Crash purge of orphaned artifacts
A clean (or panicking) run runs its cleanup. But a SIGKILL, the Linux
OOM-killer, or a power loss kills the process before any cleanup runs, leaking
its staged artifacts under the staging root. To stop that from accumulating
across crashes, every run performs an idempotent crash purge at startup,
before it stages anything. It reaps four orphan shapes left under the staging root:
- a
*.partial— an interrupted copy. Reaped only when its owning run is dead (see below), so a concurrent sibling’s in-flight copy is never reaped; - a
*.stagedwith no matching manifest — a copy that crashed before it could commit its manifest; - a
*.manifest.jsonwith no matching staged file; - a
*.lockwhose source has no surviving cache entry — a coordination lock left by a source that is no longer staged (not necessarily from a crash), reclaimed under the liveness and age gates described below.

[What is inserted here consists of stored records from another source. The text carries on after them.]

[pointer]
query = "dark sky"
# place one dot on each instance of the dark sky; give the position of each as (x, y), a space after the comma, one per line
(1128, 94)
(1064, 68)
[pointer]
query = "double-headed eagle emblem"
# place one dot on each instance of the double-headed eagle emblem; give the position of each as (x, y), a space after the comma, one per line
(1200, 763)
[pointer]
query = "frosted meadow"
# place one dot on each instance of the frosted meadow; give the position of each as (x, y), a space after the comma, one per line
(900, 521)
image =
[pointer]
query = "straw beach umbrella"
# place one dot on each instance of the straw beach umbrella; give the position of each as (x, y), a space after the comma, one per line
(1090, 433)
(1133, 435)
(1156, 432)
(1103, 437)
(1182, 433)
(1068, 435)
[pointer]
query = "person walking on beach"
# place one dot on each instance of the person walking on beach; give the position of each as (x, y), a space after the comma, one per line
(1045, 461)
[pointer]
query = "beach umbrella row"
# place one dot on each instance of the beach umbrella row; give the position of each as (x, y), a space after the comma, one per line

A clean pair (a .staged with its committed .manifest.json) is the reuse
cache and is kept — the purge never removes a complete, trustworthy copy —
and the source’s .lock is kept alongside it so a later reuse run has a lock to
take.
A .lock whose source has no surviving cache entry (no .staged and no
.manifest.json) is itself reclaimed by the purge, under the same liveness gate
as a partial: it is removed only when it is acquirable under a try-lock (no live
run holds it) and has aged past the creation grace window (so a sibling
mid-acquire is not raced), and the removal is performed while the purge holds the
lock exclusively. A held lock, a lock still guarding a cached copy, and a
freshly created lock are all kept. This bounds what would otherwise be unbounded
growth of one zero-byte lock file per distinct source ever staged — relevant for
a long-lived persistent cache (on_existing = reuse, cleanup = never) — while
never removing a coordination point a live or cached source still needs.
Because several invocations can share one staging volume, the purge must not
reap a live sibling’s in-flight .partial. It tells a crash corpse from a live
copy the same way the spill-directory purge does: a .partial is reaped only
when the source’s .lock is acquirable under a try-lock (no live process
holds it, so the owner is gone) and the partial has aged past a short
creation grace window (so a copy that has just started but not yet taken the
lock is left alone). A partial whose lock is still held, or one too young to
have been locked yet, is kept. This asks the operating system “is anyone still
staging this?” rather than guessing, so a concurrent purge can never delete a
running sibling’s work.
File permissions
Staged copies hold verbatim source records — potentially PII, credentials, or
financial data — and on a shared staging volume they must not be readable by
other users. On Unix each staged file and its manifest are created with mode
0o600 (owner-only). On Windows there is no portable mode bit; staged files
inherit the staging directory’s ACL, so restrict the directory’s ACL if the
volume is shared.
Crash durability and the parent-directory fsync
The atomic-rename guarantee only holds across a crash if the rename is durable.
On POSIX filesystems (ext4, xfs) a rename’s directory entry can still be in the
page cache after rename returns, so Clinker fsyncs the parent directory
after the rename. Windows is intentionally exempt: the NTFS metadata journal
already makes the rename crash-durable (the semantics MOVEFILE_WRITE_THROUGH
requests), and Windows offers no directory-fsync equivalent.